Although NACCHO emphasizes the importance of communicating and advocating for health issues and policies, participation in public policy activities among health commissioners is only moderate. As health commissioners are in a unique role to influence public health policy, efforts should be focused on increasing their level of involvement by increasing knowledge about the public policy making process, removing perceived barriers, and increasing awareness of perceived benefits. New venues for distribution of advocacy and public policy knowledge need to be explored. At a minimum, professional preparation programs for physicians, nurses, public health and environmental health professionals should require advocacy and policy courses. Sadly, only 19% of commissioners indicated this was their source of education information on advocacy and policy. In contrast, conference sessions were identified by the commissioners as their main means of acquiring advocacy and policy information. These sessions should be continued with an emphasis on advocacy and policy skills.

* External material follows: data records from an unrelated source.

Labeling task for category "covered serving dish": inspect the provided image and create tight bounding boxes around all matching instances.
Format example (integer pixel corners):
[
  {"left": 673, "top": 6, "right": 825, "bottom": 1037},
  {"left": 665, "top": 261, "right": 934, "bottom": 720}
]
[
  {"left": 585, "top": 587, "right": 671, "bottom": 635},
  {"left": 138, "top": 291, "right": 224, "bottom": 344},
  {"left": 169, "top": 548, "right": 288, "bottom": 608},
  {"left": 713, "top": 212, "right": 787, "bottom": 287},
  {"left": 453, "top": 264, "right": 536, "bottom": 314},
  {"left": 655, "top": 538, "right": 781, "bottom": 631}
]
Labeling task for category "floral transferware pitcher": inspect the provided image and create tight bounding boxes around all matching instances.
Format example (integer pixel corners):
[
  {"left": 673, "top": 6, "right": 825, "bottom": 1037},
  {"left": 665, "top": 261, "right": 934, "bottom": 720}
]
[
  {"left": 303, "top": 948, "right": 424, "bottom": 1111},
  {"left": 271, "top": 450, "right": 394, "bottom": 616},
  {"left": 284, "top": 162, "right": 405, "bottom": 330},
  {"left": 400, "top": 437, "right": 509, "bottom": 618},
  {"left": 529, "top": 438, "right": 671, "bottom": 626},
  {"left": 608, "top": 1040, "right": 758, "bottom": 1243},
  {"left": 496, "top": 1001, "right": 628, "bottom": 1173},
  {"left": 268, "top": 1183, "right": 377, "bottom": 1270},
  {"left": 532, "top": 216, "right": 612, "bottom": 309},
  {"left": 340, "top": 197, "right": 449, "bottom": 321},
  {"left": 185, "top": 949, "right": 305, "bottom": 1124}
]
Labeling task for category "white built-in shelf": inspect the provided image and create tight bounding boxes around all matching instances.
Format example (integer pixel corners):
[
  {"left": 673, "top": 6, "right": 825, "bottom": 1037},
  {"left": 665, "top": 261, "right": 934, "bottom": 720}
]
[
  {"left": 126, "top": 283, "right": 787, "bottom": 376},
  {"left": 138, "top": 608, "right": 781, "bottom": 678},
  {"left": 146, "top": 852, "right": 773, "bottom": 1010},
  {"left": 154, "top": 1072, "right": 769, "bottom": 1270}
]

According to Gebbie, et al. [4], these skills include “understanding the dynamics of community politics, identifying and working with stakeholders, identifying legal and policy structures currently influencing community health, and motivating and educating stakeholders and officials”. Other methods for delivery of educational programs could include peer instruction by colleagues including on the job experiences, and workshops, journal articles, and materials developed by professional associations as these were the next-ranking sources of information on advocacy and policy. Web-based courses (such as NACCHO “webinars”) offered for continuing education credits may be effective for providing advocacy and policy education to busy professionals with a variety of educational backgrounds. In addition, NACCHO should provide sessions on advocacy at their conference venues. These sessions should address areas of lowest self-efficacy scores including lobbying a public policy making body, working on a campaign for a candidate or proposal, and organizing people for action through a committee or coalition. Coalition development should receive particular attention since health commissioners felt the second greatest impact was made by organizing people for action through a committee or coalition, yet it was a skill they felt low self-efficacy about performing.

Recommendations for future research include the following: (1) investigation of participation in personal versus professional/workplace advocacy, (2) advocacy and policy training in professional preparation programs, (3) advocacy training via conferences, and journal articles (content analysis/bibiometric studies) and (4) perceived public health policy expectations of employers.

Limitations

This study was delimitated to health commissioners in the United States who were listed in the NACCHO national database. Although a random sampling method was employed, a stratified random sample may have been more representative as some states have hundreds of health commissioners while other states have only one. Because the survey instrument was formatted for forced choice responses, respondents did not have the opportunity to provide additional information that may have been pertinent to our research. Self-reported data may be over or under reported based on the nature of the survey. Finally, the monothematic design of the questionnaire may have elicited responses that were socially desirable.